As business surveys show, a shortage of personnel is already the main factor limiting the production of non-financial businesses; this is expected to remain so in our forecast horizon. The difficulty in hiring appropriate staff will be a drag on growth in the years to come. As a result, wage growth should accelerate. In fact, we do already see higher pay rises in recently agreed collective wage agreements, which should average about 2.4% in 2022. With increasing labour costs and many vacancies unfilled, businesses should look at productivity improvements and to (some of the remaining recovery) potential in hours-worked-per-person to help mitigate these labour market strains.

A shortage of the right personnel is the main factor limiting production

Weighted share of businesses* that consider factor** as the main driver limiting production

 - Source: CBS, EIB, MKB Nederland, KvK and VNO-NCW, calculations ING Research, *Seasonally adjusted, excluding financials and utilities and business with fewer than 5 employees, **Possible answers not shown are
Source: CBS, EIB, MKB Nederland, KvK and VNO-NCW, calculations ING Research, *Seasonally adjusted, excluding financials and utilities and business with fewer than 5 employees, **Possible answers not shown are "none" and "weather"
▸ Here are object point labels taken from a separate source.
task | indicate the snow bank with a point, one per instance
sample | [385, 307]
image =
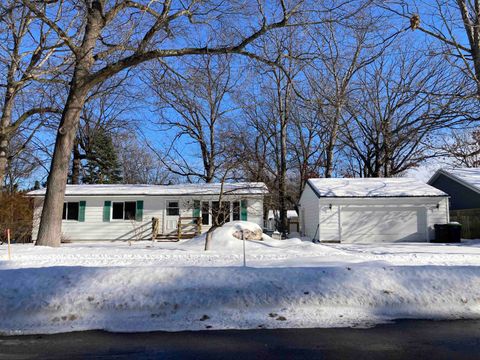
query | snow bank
[62, 299]
[288, 283]
[223, 237]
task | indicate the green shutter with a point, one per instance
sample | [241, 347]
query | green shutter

Consumer price inflation higher than in 2021

November HICP consumer price inflation came in at a hefty 5.9% year-on-year on 7 December 2021. This was above expectations which made us update our recent inflation figures significantly. Like in most other eurozone economies, it is energy (mostly gas and electricity) and fuel driving the bulk of inflation movements over the past few months and this will continue next year. Since Dutch households tend to rely heavily on gas - The Netherlands used to be a net gas producer until 2017 – it's no surprise that this has had a particular impact in the Netherlands.

Energy prices are notoriously difficult to forecast. We assumed these will fall after the winter. Even though futures suggest that prices will decrease significantly then, these might remain higher than before the pandemic. This is in line with our view that most, but not all, causes of higher gas prices are temporary. To mitigate the impact of high prices for consumers, the Dutch government has already announced a temporary energy tax reduction for 2022, which will suppress the still positive and significant contribution of energy to the HICP inflation rate for that year.

Energy price developments are also the main reason overall inflation is forecast to fall over the course of 2022 and will drop below 2% by the end of the year. Besides energy and fuel, the rising cost of housing and food and the normalisation of clothing and aviation prices will contribute positively to 2022's numbers. The end of the temporary energy tax cut is the main reason why energy also has a substantial positive HICP-contribution even in 2023, even though energy prices net of taxes fall.

Inflation in 2022 higher than in 2021

Change in harmonised index of consumer prices year-on-year in % and contributions in %-points

 - Source: Macrobond, forecasts as of 2021 by ING Research
Source: Macrobond, forecasts as of 2021 by ING Research

All-in-all, the outlook for the Dutch economy is more uncertain than it was just a few months ago, especially in the very short run, but things are looking more favourable as we head towards the second half of 2022 and beyond.